Bauer was blunt about the necessity of this approach. “I wouldn’t engage a billing and collection vendor who wouldn’t go on a contingency,” he said.

The arrangement gives the vendor “skin in the game,” as Bauer put it. Unlike a hospital that pays staff salaries regardless of results, a vendor on contingency has a direct financial incentive to maximize collections. The consultants noted that some vendors may use fixed-fee contracts for specific roles like medical coding, but billing and collections should be contingency-based.

The consultants emphasized this would not necessarily mean job losses. “Many vendors that I’ve worked with will rebadge the teams that you have,” Bauer said, meaning existing staff could be hired by the vendor. But he added: “I do think that they need different leadership. I think they need to be held accountable.”

The hospital could see real improvements within 60–90 days of implementation, Bauer said. The vetting and selection process would take 2–3 months.

The board asked RSM to remain for an executive session following the presentation.

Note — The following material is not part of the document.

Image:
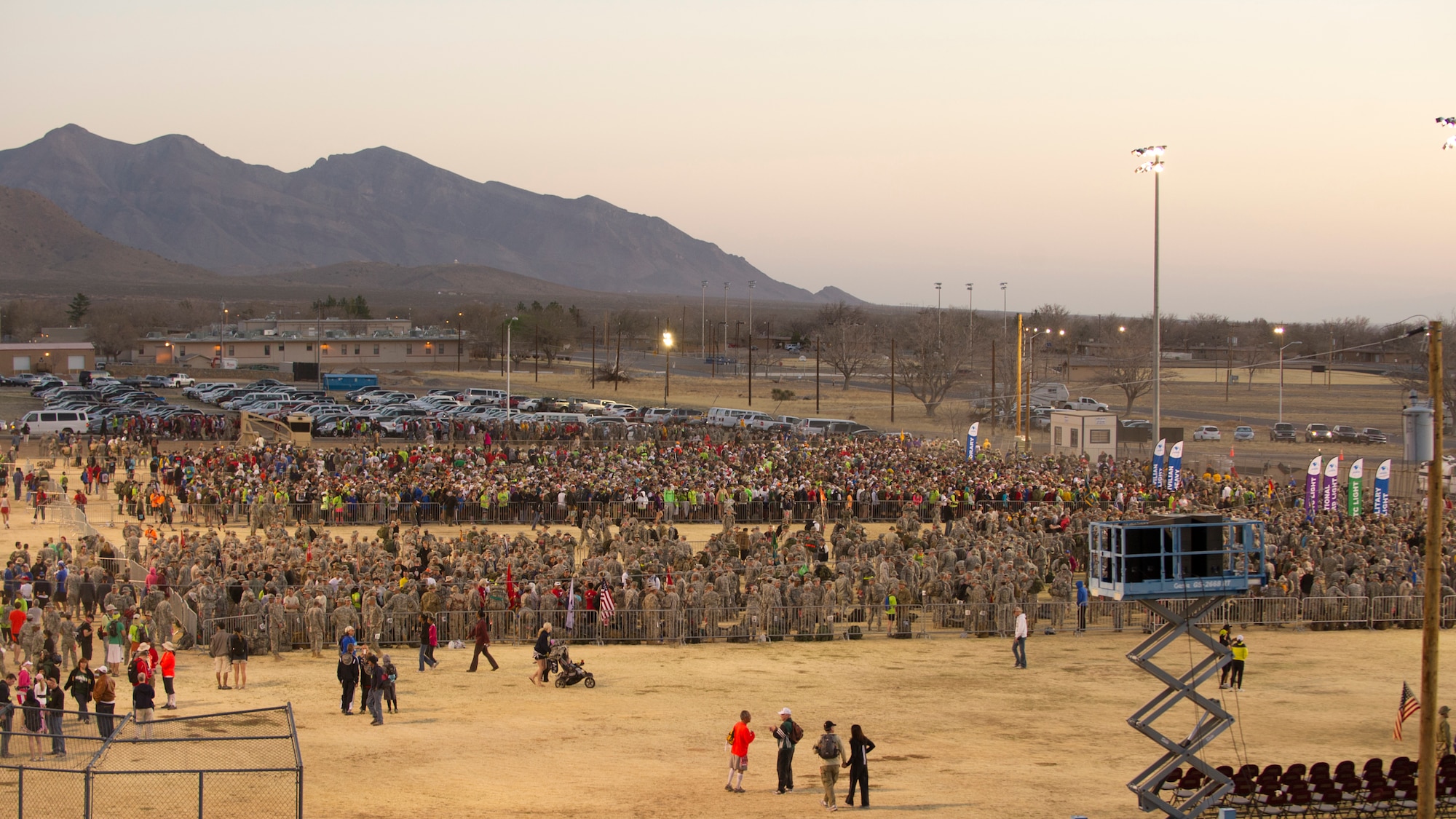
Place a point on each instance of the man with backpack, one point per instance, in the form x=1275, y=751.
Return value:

No details of that discussion were disclosed when the board reconvened.

Bill Murdock, President & Chief Executive Officer, said work with RSM began in 2024 with a review of a segment of the hospital’s revenue cycle process.

“After reviewing the recent financials, we decided to bring RSM back for an in-depth look at everything related to revenue cycle,” Murdock said. “That additional work was presented during Monday night’s Board meeting.”

Murdock acknowledged the hospital’s challenges with insurance denials and underpayments.

“We have to do better with the challenges we face dealing with all insurance payors’ denials and underpayments, and build stronger relationships, to ensure we can get paid correctly for the patient care we provide,” he said.

The MDH Board of Directors issued a statement following the presentation: “The report from RSM was eye-opening. We will look into their findings and develop a plan to address concerns and pursue additional revenue opportunities. If those opportunities are as clear and attainable as the report indicates, that’s very positive news for MDH and its financial sustainability going forward.”

The $20 million figure is conservative, RSM said. It assumes the hospital can reach 43% collection rate—the low end of what it should achieve based on its insurance contracts—and reduce collection costs to 3.5–3.75% of collections. The hospital is currently spending 8.33%.

“These are real numbers,” Bauer said. “You should really be able to achieve that.”